Changes in behavioral characteristics, such as concentration on things (reflected in eye gaze duration [31], eye movement characteristics [34], pupil size, and changes in head posture [46]), mouth shape, eyebrow shape [10], facial expression [47], and gait [15], can reflect some extent the person’s mental activity. These mental activities can lead to significant changes in a person’s physiological characteristics, such as EEG [27], heart rate [12], and respiration rate. Noncontact anxiety screening methods capture or extract these behavioral or EEG changes mainly through computer vision or signal processing methods. A facial action coding system [25] is often used to characterize a person’s facial behavior. To explore the relationship between behavioral and physiological features and anxiety, Canonical Correlation Analysis (CCA) methods [9] such as the Pearson Correlation Coefficient (PCC) [15], [36] are commonly used. Moreover, because of the physiological-behavioral link, machine learning methods can even perform better by incorporating EEG and eye-movement features. However, since correlation analysis methods tend to cause overfitting of classical machine learning methods such as SVM and KNN, sparse representation methods address this problem by introducing constraint terms [19]. To reduce the risk of model overfitting, sequence-based feature selection approaches [14] such as Sequential Backward Selection (SBS) and Sequential Forward Selection (SFS) are used to remove redundant features from the original data.

The link between physiological symptoms and mental illness has led researchers to focus on additional identification of mental illness through physiological characteristics. Elevated heart rate, rapid breathing [48], high BP [8], dizziness, sweat, and muscle tension can all be used to objectively screen for anxiety. However, specialized hardware is needed for the traditional gathering of physiological signals. Its relatively high cost frequently prevents it from providing early diagnosis of psychiatric diseases.

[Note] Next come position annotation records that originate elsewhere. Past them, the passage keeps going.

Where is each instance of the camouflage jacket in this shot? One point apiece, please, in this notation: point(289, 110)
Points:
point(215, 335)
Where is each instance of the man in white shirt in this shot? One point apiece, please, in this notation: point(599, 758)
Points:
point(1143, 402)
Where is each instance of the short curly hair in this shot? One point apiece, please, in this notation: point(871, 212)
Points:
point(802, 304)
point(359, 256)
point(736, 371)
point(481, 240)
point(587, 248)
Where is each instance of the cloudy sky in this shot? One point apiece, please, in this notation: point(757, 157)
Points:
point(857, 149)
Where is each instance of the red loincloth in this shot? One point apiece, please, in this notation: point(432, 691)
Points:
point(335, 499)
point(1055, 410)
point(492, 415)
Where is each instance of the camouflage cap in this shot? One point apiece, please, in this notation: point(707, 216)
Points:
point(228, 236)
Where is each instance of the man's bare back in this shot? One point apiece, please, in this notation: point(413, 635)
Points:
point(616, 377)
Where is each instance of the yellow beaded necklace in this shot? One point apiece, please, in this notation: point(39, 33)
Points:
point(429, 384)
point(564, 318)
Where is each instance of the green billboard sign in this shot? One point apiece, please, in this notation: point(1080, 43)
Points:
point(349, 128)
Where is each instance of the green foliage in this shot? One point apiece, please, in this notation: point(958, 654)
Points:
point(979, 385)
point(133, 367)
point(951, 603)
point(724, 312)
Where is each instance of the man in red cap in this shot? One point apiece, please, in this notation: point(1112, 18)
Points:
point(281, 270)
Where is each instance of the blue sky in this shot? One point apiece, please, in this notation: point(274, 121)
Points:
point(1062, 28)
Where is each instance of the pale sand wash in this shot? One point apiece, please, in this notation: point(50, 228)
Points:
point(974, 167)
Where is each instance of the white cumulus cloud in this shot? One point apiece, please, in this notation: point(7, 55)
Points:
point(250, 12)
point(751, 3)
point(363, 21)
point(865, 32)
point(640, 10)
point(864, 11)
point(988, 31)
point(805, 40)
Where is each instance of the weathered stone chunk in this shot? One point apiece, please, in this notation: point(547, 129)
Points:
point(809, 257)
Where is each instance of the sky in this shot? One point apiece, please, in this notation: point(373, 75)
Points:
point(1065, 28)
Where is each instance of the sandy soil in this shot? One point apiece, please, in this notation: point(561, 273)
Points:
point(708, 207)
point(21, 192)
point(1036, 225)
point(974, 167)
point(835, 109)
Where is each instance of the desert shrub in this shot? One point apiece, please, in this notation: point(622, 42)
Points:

Physiological characteristics [49] such as blood volume pulse, heart rate, heart rate variability, and respiratory rate can be captured by signals from imaging photoplethysmography (iPPG). In fact, the iPPG signals are extracted by computer vision technology. Affordableness, noncontact, safety, the ability to obtain continuous measurements, and ease of use are just a few advantages of iPPG [16]. In the research of noncontact telemedicine monitoring and physical and mental health monitoring, iPPG offers a novel perspective.

2.3 Feature Extraction Methods

As shown in Table 1, the feature extraction methods for anxiety screening are mainly classified into three categories: neural network-based, correlation analysis, and signal processing methods. High data dimensionality and data redundancy are properties of the time series data (such as ECG [19] and EEG [27]) and image data (such as CT, MRI [11]) utilized for anxiety inference. The performance of screening anxiety methods may thus be adversely affected. To improve the performance of the traditional screening methods, the feature extraction methods in Table 1, such as Neural Networks (NN) [9], [39], [22] and correlation analysis [15], [36], are used to extract features useful for anxiety inference. Nonlinear information useful for anxiety inference is frequently extracted using neural network-based feature extraction techniques including CNN, LSTM, and Radial Basis Function (RBF).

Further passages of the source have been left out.